Senin, 25 Mei 2009

KARAKTERISTIK PENDIDIKAN TINGGI ISLAM KLASIK


Pendidikan tinggi Islam klasik, sebagai tempat berkembangnya kebebasan akademik, pada dasarnya dapat dikelompokkan ke dalam dua kategori: lembaga pendidikan formal dengan cirinya yang eksklusif dan lembaga sampingan (informal) dengan cirinya yang bebas. Dalam konteks skolastik, kategori pertama sangat berperan dengan madrasah sebagai bentuk kelembagaan tertinggi. Secara umum, pendidikan tinggi Islam, baik kategori pertama maupun kategori kedua, bersifat individual yang memberikan peran sangat besar bagi profesor, termasuk dalam hal penentuan materi dan pemberian ijasah. Hubungannya dengan mahasiswa berlangsung sangat personal, bebas dari intervensi negara dan lembaga. Seorang mahasiswa dapat mencapai tingkat hubungan keilmuan tertentu dengan profesornya sehingga memperoleh kesempatan untuk berdiskusi dan menjelajah dunia keilmuan seluas mungkin. Begitupun hubungan antar mahasiswa berlangsung sangat kompetitif dalam forum-forum diskusi, yang tidak saja merupakan pendalaman materi tetapi juga peningkatan keterampilan berargumentasi.

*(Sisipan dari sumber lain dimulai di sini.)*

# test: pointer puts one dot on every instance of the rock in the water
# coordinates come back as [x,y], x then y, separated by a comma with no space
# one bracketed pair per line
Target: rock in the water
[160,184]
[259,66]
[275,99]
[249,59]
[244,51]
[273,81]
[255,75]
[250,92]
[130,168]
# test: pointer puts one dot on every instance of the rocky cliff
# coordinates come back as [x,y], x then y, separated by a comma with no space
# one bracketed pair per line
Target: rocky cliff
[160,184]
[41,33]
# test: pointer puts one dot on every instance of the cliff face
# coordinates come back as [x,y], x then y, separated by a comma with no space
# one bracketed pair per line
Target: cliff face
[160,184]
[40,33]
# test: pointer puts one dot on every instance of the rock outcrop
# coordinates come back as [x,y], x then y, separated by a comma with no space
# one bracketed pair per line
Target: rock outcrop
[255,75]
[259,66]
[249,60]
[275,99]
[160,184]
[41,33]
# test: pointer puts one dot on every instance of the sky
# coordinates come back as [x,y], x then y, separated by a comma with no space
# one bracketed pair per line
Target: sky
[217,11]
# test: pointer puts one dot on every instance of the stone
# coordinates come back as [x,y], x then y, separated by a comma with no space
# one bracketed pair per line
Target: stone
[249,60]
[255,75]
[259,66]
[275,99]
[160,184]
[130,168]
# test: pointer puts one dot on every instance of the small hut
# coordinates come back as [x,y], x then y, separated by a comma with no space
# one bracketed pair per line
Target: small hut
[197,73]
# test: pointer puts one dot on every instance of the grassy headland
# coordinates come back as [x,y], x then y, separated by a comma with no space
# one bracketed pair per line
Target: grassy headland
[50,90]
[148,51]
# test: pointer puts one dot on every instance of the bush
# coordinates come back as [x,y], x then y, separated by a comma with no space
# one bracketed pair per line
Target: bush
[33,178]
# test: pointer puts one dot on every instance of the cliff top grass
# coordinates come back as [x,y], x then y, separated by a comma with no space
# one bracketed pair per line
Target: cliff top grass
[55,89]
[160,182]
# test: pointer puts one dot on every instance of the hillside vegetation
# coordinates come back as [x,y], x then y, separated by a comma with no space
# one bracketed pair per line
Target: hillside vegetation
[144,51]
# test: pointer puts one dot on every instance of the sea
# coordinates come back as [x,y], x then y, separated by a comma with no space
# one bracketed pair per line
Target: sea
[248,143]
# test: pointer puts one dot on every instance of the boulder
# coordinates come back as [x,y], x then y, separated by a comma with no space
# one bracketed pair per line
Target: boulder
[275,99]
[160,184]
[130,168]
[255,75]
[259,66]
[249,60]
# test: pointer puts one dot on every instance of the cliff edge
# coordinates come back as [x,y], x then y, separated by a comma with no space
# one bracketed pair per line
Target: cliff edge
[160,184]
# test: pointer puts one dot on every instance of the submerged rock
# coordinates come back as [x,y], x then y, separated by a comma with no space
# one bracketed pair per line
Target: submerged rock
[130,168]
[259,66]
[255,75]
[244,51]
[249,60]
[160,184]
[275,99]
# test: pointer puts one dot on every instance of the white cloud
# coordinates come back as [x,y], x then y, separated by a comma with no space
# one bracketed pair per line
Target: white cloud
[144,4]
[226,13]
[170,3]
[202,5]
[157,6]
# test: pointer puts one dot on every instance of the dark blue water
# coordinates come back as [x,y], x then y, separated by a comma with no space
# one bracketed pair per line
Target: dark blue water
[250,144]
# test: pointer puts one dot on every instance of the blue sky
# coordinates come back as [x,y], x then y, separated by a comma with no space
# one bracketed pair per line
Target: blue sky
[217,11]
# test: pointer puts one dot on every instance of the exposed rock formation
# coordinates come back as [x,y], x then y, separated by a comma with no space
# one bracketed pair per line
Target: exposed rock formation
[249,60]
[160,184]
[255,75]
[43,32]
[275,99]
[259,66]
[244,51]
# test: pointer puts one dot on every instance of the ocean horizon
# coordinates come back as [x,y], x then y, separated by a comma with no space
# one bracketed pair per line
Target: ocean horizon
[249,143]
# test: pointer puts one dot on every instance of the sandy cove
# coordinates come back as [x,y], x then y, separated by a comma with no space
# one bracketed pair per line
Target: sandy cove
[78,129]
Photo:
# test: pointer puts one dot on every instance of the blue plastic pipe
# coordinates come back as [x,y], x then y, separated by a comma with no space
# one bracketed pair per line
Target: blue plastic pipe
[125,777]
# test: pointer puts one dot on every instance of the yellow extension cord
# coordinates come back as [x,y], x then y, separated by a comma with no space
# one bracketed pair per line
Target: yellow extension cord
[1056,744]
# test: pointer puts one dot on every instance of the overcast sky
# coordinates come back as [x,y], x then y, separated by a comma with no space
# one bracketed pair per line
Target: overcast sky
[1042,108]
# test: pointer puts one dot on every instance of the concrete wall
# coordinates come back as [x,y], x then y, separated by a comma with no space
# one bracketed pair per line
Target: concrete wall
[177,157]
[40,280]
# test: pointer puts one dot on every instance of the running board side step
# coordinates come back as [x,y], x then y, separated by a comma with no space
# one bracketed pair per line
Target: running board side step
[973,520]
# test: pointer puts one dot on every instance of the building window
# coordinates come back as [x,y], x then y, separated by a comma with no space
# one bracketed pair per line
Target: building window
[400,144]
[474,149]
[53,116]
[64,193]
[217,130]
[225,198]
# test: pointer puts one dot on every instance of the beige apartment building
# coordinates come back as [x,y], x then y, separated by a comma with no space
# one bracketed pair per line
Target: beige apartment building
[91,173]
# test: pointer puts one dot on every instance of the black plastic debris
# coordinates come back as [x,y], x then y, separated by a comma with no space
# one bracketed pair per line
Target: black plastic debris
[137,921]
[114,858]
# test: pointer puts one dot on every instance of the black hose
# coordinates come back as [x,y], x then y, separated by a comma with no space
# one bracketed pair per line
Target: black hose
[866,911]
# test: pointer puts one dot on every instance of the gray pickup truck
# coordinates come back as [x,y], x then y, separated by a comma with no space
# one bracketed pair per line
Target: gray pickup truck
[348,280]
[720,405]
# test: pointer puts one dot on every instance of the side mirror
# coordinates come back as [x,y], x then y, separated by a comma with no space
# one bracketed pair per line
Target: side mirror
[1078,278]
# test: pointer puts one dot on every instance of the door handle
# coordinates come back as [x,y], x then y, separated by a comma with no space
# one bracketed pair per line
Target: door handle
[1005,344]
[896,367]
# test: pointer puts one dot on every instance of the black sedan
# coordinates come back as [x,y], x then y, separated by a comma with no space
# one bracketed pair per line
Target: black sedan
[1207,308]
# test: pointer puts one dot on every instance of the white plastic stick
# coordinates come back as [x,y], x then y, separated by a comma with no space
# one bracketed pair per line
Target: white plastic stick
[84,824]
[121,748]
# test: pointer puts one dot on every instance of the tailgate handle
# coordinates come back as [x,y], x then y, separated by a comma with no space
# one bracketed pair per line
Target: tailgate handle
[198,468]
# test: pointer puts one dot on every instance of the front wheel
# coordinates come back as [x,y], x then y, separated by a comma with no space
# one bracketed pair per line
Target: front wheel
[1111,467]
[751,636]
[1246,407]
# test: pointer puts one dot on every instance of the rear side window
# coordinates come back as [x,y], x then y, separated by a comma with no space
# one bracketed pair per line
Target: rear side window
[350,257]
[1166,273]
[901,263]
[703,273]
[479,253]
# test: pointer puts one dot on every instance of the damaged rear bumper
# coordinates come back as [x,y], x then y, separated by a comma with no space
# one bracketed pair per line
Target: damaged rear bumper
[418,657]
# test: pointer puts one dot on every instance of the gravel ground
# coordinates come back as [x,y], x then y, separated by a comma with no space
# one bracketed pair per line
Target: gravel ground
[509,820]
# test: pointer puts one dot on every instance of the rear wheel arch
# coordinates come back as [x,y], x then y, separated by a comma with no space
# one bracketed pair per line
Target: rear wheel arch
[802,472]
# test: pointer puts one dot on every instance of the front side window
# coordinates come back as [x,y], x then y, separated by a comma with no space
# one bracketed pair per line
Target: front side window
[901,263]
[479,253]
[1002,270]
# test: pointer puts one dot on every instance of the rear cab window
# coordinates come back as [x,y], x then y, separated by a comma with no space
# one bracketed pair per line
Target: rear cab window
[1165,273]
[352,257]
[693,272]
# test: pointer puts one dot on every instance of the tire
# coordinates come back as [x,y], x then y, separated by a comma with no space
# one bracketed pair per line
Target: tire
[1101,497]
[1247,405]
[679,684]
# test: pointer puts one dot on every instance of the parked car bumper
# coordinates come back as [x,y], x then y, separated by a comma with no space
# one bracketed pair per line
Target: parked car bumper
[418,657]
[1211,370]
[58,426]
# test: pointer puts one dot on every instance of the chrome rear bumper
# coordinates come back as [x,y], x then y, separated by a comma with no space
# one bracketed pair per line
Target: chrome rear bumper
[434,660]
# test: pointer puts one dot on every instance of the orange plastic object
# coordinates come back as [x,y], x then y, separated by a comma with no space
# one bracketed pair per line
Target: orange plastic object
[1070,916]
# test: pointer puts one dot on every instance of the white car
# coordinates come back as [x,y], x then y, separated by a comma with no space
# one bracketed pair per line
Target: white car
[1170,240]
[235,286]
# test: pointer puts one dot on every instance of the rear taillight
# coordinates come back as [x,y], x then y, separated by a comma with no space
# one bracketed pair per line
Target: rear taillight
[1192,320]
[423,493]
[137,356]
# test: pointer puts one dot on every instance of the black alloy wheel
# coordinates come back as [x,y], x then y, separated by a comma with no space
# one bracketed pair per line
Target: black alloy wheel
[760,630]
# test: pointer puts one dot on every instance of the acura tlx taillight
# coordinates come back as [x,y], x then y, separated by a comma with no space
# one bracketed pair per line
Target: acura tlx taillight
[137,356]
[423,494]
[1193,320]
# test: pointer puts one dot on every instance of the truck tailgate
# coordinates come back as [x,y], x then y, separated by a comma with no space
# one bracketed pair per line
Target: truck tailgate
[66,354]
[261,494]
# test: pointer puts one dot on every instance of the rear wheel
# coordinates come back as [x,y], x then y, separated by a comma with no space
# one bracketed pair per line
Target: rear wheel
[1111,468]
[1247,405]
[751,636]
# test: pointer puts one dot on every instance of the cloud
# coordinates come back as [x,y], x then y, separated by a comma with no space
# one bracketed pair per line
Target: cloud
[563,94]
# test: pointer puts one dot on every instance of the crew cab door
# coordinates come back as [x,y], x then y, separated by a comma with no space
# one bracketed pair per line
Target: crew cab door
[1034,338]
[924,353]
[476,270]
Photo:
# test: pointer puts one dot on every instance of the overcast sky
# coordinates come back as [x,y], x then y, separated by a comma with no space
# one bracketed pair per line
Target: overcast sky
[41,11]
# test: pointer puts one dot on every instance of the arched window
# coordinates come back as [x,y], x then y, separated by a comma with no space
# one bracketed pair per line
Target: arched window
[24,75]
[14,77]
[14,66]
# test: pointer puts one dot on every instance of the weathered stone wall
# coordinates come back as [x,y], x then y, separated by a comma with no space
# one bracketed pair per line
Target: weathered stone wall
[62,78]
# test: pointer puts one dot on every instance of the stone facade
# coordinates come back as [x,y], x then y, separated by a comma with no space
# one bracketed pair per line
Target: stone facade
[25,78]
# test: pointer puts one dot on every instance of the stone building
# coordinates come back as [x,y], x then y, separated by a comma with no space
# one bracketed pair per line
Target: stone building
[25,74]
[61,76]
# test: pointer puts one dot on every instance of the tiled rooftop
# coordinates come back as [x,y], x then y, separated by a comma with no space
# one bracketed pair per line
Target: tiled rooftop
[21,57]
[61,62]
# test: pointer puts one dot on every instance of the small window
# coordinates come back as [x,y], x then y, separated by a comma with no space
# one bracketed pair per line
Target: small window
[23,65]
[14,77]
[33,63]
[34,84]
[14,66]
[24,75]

Salah satu tugas penting profesor, di luar hubungannya dengan mahasiswa, adalah memberikan kuliah umum (pengukuhan) yang di dalamnya meliputi forum perdebatan. Tugas ini, dalam sejarah intelektual Islam klasik, pada mulanya dilakukan oleh ilmuwan yang berkunjung dan singgah di kota tertentu dalam perjalanannya menuju Mekkah, untuk menunaikan ibadah haji. Di kota itu, ilmuwan tersebut disambut oleh masyarakat setempat dengan membuka halaqoh di masjid, yang secara tidak langsung menguji kemampuan intelektualnya. Dalam forum itu, persoalan-persoalan keagamaan dipertanyakan dan kebebasan diberikan kepada profesor untuk menjawabnya. Dalam konteks komunitas skolastik, tradisi ini kemudian dilaksanakan dalam bentuk kuliah pengukuhan dirinya sebagai profesor pada sebuah institusi (madrasah), yang seringkali mendapat perhatian juga dari kalangan pejabat dan ilmuwan penting.

Mahasiswa, dalam lembaga skolastik Islam klasik, secara hierarkis dapat dibedakan ke dalam dua kelompok: kelompok mutafaqqih yang bersifat undergraduate (sarjana muda) dan faqih. Konsentrasi keilmuan mereka lebih besar diarahkan kepada bidang hukum Islam, sesuai denagn jabatan-jabatan yang pada umumnya ditawarkan pada masa itu. Kepada mahasiswa yang berhasil, diberikan ijasah al tadris wa al ifta. Penting untuk dicatat bahwa studi hukum Islam pada masa klasik, dengan terumuskannya usul al fiqh oleh al Syafi’I, secara implisit meliputi juga unsur teologi yang bersifat yuridis, sebagai alternatif dari ilmu kalam, atau teologi yang bersifat filosofis.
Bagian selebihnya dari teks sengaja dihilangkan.